As she handed him the ear bobs and the unsealed note, her fingers brushed against his palm, and Tanner was reminded again how soft her skin was. She had the hands of a lady—hands that had never done any kind of manual labor, or rough, uncomfortable work. Hands that would only find exercise in piano sonatas, or embroidery work. Fingers long and supple and fragile.
She was a fine china teacup, suitable for taking life in manageable sips. Entirely unsuited to the lesson he was giving her now.
But she wanted more, she had said. She wanted to be competent and capable and self determining in a new and different way.
“You’re welcome,” he said stupidly, because he no longer remembered what he was thanking her for.
And he stood there awkwardly for another long moment, because he couldn’t seem to stop himself from looking at her, and marveling that he appeared to be living through a waking dream. A dream wherein everything he had ever fantasized about Lady Claire Jellicoe was coming true—she was with him, away from society, and looking at him with a sort of hopeful cheerfulness that told him she really was as mad as he.
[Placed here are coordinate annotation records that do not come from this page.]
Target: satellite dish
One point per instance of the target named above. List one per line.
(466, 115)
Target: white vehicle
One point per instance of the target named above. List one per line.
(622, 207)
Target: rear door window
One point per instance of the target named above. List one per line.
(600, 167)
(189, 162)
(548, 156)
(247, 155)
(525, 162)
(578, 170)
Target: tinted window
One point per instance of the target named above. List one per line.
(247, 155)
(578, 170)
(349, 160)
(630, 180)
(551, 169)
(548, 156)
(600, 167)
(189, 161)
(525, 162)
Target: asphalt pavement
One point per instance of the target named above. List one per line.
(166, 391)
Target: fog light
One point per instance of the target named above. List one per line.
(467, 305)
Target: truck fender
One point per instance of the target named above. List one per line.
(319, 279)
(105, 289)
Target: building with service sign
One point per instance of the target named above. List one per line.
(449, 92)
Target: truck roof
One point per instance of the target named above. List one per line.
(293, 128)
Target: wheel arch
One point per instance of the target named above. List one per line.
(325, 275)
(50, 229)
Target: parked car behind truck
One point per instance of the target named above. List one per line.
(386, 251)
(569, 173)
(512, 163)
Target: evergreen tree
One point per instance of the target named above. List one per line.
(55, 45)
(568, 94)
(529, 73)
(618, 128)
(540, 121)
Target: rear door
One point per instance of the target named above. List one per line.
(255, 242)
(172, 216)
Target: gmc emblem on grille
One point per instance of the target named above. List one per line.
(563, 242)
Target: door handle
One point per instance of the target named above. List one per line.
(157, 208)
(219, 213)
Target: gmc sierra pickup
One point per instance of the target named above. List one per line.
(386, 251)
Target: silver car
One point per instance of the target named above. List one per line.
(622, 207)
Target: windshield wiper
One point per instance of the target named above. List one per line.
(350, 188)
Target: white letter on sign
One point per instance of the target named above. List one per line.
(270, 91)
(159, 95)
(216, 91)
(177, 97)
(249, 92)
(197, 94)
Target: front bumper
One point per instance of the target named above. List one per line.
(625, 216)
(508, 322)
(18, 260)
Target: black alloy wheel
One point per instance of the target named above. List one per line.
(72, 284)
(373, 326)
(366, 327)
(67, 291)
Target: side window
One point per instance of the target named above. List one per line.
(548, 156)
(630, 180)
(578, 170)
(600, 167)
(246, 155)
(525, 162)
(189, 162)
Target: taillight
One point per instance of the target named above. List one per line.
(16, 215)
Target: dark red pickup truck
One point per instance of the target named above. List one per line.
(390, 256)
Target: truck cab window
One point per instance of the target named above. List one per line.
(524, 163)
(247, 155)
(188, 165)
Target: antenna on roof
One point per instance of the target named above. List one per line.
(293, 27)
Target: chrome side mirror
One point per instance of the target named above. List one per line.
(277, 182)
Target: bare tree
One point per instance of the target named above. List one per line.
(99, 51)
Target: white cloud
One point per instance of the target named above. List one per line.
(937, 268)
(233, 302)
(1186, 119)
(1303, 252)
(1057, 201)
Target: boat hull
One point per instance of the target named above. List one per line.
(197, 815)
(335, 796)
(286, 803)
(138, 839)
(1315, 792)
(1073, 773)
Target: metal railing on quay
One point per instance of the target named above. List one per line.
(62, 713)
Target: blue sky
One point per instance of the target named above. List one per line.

“Are you ready for the next lesson?”
“Yes, I’m— No. I can’t lie.” She looked at him, her wide blue eyes open and guileless. “I must admit, I’m afraid.” She caught her lip between her teeth. “And excited, perhaps? But definitely afraid. But it will be all right, won’t it? You do know what you’re doing, don’t you?”
“I do. Come with me, and I’ll show you. But, before we go, let us have a look at the clues the tenacious Miss Carter left us—the fob and the scrap of fabric.”